Driver distraction detection and recognition using RGB-D sensor
C\'eline Craye, Fakhri Karray

TL;DR
This paper presents a multi-modal RGB-D sensor system using Kinect to detect and recognize driver distraction types with high accuracy, integrating multiple behavioral modules and classification strategies for real-time in-car application.
Contribution
It introduces a novel multi-module system combining gaze, arm, head, and facial analysis with AdaBoost and HMM classifiers for driver distraction recognition.
Findings
85% accuracy in distraction type recognition
90% accuracy in distraction detection
Modules are independently usable for other inferences like fatigue detection
Abstract
Driver inattention assessment has become a very active field in intelligent transportation systems. Based on active sensor Kinect and computer vision tools, we have built an efficient module for detecting driver distraction and recognizing the type of distraction.
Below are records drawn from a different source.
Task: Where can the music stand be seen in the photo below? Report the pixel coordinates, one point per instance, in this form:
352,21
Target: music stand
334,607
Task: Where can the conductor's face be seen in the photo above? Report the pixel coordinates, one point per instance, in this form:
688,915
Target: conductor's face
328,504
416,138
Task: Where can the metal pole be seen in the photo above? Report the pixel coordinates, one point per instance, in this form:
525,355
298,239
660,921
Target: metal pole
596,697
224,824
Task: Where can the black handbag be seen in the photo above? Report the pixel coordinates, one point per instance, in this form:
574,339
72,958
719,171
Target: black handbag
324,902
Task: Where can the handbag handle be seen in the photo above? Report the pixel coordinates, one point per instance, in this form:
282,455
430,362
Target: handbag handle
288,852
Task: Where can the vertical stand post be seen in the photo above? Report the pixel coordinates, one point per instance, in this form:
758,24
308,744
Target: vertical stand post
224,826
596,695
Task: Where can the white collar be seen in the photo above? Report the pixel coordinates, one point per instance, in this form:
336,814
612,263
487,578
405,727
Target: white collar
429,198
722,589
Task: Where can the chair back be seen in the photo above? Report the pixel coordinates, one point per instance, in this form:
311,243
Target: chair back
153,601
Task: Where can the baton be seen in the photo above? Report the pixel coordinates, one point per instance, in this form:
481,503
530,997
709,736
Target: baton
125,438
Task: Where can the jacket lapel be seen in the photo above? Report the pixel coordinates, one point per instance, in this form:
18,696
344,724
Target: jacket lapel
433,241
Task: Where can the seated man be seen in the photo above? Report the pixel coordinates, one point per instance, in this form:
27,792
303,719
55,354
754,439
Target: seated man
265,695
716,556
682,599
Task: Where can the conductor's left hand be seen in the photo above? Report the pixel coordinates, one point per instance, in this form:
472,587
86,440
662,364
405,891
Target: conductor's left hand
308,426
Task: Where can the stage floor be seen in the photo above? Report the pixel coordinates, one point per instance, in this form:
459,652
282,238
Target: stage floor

Based on color and depth map data from the Kinect, our system is composed of four sub-modules. We call them eye behavior (detecting gaze and blinking), arm position (is the right arm up, down, right of forward), head orientation, and facial expressions. Each module produces relevant information for assessing driver inattention. They are merged together later on using two different classification strategies: AdaBoost classifier and Hidden Markov Model. Evaluation is done using a driving simulator and 8 drivers of different gender, age and nationality for a total of more than 8 hours of recording. Qualitative and quantitative…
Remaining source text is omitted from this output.